While the evidence towards the associated decreased incidence of PPD with labor epidural analgesia is compelling, other studies do not show PPD and labor epidural analgesia to be associated. Nahirney et al aimed to assess whether epidural analgesia is associated with a lower risk of PPD at 6 months postpartum, among a group of mothers with no depression at delivery, after controlling for selection bias and appropriate adjustment for confounding.²² The incidence of EPDS score of 10 or greater was 12.9% at 6 weeks and 13.3% of women screened positive for PPD at either 6 weeks or 6 months postpartum, with slightly higher proportions of PPD among older mothers and those with higher BMI. Controlling for BMI, epidural use was not significantly associated with PPD. This study, however, had a wide confidence interval (0.39–2.77) and may be masking a statistically relevant association. In addition, it was not randomized or controlled so there was still potential for many unmissed confounders. The sample size was small, and there were a large number of patients who withdrew from the study which could have led to biases. One other limitation was that it lacked a formal diagnosis of postpartum depression which is a critique for most of the studies that showed a positive association between labor epidural analgesia and PPD.
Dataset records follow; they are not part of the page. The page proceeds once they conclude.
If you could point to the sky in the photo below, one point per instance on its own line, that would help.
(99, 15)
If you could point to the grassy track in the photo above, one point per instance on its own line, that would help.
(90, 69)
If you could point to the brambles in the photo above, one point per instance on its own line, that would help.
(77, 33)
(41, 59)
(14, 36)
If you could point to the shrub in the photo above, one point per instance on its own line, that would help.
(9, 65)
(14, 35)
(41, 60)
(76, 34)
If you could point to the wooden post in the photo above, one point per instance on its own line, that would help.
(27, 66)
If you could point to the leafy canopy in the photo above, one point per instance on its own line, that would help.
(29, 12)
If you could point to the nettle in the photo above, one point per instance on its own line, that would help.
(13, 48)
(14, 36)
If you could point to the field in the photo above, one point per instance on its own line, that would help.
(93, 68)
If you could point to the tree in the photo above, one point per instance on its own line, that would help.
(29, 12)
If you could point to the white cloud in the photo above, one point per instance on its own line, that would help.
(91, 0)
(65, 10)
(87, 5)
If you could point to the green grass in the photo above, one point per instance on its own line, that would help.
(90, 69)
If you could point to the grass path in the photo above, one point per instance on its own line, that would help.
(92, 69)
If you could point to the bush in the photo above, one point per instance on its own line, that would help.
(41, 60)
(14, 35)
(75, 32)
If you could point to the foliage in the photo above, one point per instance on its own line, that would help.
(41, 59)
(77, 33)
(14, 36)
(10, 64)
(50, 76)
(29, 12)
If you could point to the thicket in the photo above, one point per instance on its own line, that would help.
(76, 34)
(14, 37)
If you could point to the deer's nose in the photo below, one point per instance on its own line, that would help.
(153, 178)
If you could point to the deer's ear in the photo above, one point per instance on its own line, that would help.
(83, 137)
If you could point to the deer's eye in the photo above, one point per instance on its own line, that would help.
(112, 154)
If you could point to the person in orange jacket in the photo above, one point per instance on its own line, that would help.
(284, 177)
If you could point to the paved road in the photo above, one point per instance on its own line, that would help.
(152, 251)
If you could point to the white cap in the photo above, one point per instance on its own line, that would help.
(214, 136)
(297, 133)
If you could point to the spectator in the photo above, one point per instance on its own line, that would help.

Wu et al performed a population-based, matched cohort study to evaluate for an association between intrapartum epidural use and maternal postpartum depression presenting for medical care.⁸ This study included all nulliparous women in Ontario, Canada from 2006 to 2012 without a history of depression, who had a term vaginal delivery. Primary exposure was intrapartum epidural use with the primary outcome being the onset of depression requiring medical care within 12 months postpartum. Secondary outcome was self-harm. A total of 40,303 women receiving intrapartum epidural were matched 1:1 on age, year of cohort entry, and propensity score to an equal number of women who did not receive an epidural. Overall, the rate of new onset depression presenting to the healthcare system was 0.88% within 12 months postpartum. Intrapartum epidural use was not associated with maternal postpartum physician or hospital visits or self-harm. Limitation of the study is that they measured women seeking medical treatment and did not examine women seeking non-medical professionals such as therapists or psychologists. In addition, many women suffering from PPD may not have sought out any help, and thus, it is difficult to measure any association based off of medical visits alone.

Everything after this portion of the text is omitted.